Here’s the thing. It’s not as if I have the Nutro trucked in just for my dog. I am supporting a local business that buys Nutro from a Canadian distributor and I pay for it in Canadian dollars. If the only positive thing he could say about Pets First is that Nutro is an American product, I really have to wonder how the hell they are marketing Pets First in Washington State. Give your head a shake, man.

Samuel Johnson’s quote comes to mind: Patriotism is the last refuge of a scoundrel. And appropriately enough, Johnson apparently meant false patriotism, not patriotism in general.

Saturday, June 26, 2004

Homeland Security

Sandy is an All-Canadian, and maybe part Belgian Malinois. She stands on guard for us. Sandy has been key in the development of the Milkbone Threat Advisory System. It is a model of All-Canadianism.
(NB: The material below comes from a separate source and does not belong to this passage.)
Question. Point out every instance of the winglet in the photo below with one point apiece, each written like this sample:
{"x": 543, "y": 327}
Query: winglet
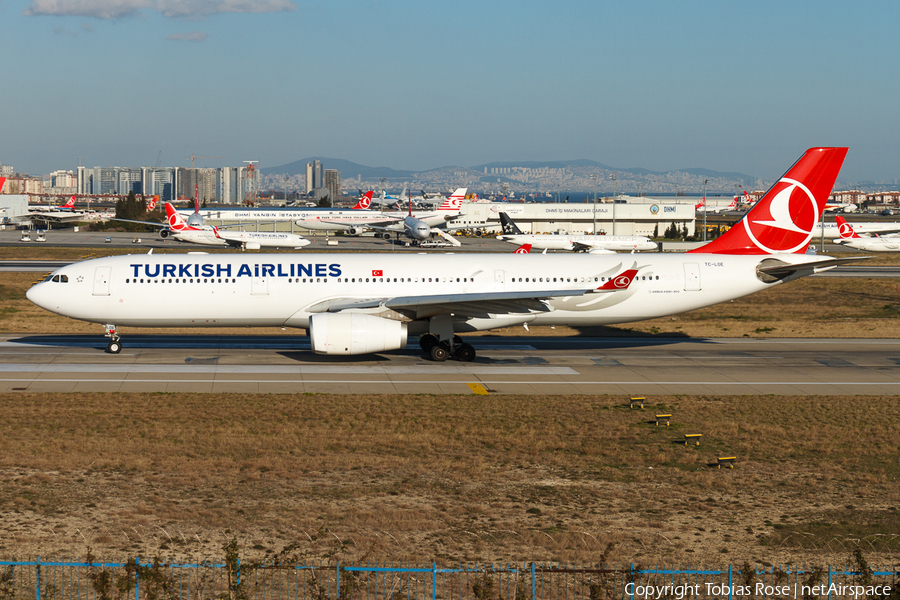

The Milkbone Threat Advisory is bi-lingual, and although modeled after the system used by another large North American nation, this system has six levels instead of five.

Milkbone Threat Advisory
There are six Threat Conditions, each identified by a description and a corresponding Milkbone Flavour. From lowest to highest the levels and colours are:

Squirrel = Vegetable
Cat = Cheese
Garbage Man = Milk
Familiar Dog = Bone
Unfamiliar Dog = Liver
FedEx Delivery Guy = Meat

Milkbone Threat Advisory System
Milkbone Threat Advisory System

Menace Consultative Milkbone
Il y a six états de menace, chacun identifié par une description et une saveur correspondante de Milkbone. De le plus bas le plus haut aux niveaux et aux couleurs soyez:

Écureuil = Légume
Chat = Fromage
Homme D'Ordures = Lait
Chien Familier = Os
Chien Peu familier = Foie
Type De la Livraison De FedEx = Viande

What Kind Of Dog Is That?

Before Sandy came to live with us, she had been staying at the Kelowna SPCA. Picked up after a storm. No one claimed her.
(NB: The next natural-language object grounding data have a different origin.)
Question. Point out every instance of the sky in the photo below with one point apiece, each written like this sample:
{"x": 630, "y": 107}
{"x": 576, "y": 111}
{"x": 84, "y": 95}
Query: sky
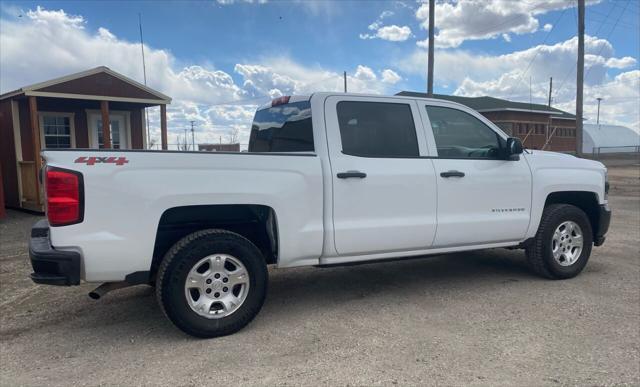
{"x": 220, "y": 59}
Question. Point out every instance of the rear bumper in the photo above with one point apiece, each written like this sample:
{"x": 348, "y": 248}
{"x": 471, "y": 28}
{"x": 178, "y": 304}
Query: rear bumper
{"x": 604, "y": 219}
{"x": 51, "y": 266}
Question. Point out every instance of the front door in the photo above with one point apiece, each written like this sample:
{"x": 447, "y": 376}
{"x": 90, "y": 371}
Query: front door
{"x": 119, "y": 131}
{"x": 384, "y": 194}
{"x": 482, "y": 198}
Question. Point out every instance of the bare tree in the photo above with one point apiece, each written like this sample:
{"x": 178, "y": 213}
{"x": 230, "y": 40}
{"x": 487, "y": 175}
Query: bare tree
{"x": 234, "y": 136}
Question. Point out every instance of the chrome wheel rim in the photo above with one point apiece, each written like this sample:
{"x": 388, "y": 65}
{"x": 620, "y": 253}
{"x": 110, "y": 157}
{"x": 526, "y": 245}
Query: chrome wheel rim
{"x": 217, "y": 286}
{"x": 567, "y": 243}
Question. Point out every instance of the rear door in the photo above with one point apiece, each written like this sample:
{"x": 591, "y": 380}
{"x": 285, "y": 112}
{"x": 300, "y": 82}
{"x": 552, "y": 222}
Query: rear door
{"x": 384, "y": 191}
{"x": 482, "y": 197}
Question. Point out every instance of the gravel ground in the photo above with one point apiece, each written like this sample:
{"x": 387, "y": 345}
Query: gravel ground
{"x": 474, "y": 318}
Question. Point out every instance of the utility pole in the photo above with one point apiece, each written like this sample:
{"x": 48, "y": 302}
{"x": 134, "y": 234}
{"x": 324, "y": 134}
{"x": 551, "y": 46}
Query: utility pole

The vet figured she was five or six months old. All the paperwork said “Shepherd X” but what kind of shepherd, and what was she crossed with? All ears and ribs. It was hard to tell. Maybe Akita, because of the tail. Maybe boxer because of the way she uses her front paws. Maybe Sandy isn’t a German Shepherd Dog at all, but some kind of Belgian Shepherd.
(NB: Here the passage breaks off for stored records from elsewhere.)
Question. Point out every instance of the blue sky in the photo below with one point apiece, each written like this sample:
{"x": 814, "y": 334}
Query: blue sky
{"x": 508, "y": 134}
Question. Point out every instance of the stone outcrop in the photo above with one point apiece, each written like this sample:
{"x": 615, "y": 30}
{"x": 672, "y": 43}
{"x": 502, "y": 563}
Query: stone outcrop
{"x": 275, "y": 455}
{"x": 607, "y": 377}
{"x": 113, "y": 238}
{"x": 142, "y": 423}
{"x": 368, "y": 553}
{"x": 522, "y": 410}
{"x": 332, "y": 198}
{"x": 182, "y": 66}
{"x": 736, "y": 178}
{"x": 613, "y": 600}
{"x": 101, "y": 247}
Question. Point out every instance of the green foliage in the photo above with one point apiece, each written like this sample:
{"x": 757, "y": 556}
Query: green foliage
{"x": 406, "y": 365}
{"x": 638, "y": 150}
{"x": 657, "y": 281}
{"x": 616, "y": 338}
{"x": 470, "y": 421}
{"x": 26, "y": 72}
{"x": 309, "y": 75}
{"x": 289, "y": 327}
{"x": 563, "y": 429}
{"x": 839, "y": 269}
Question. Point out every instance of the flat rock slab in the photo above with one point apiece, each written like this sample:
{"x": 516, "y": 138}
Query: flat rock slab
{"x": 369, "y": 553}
One day I got an email from a friend who had only seen Sandy’s picture. “She’s a Belgian Malinois!” my friend wrote, and enclosed a link to the AKC page describing Belgian Malinois.

Well, maybe. The head is wrong, but everything else fits. Body type, behavior, general attitude.

But that didn’t solve the problem. “What kind fo dog is that?” people would ask, as if they didn’t quite belive this was a dog at all. Standard list of responses:
· “No idea.”
· “We got her from the SPCA, and no one knows.”
· “Part some kind of shepherd, but the other parts could be anything.”
· “All-Canadian.”

Sandy was kind of odd-looking for awhile. Her ears were enormous. (We called her Sandy for the color of her coat, but we considered calling her Radar for those ears.) She was too thin for a long time, the result of being on the streets. Long legs and big brown eyes. Everything out of proportion to everything else until one day I looked at her and realized everything had caught up with everything else, and she was … beautiful. You will find pictures of Sandy here.

People still ask, “What kind of dog is that?” but now they mean “Where can I get one?”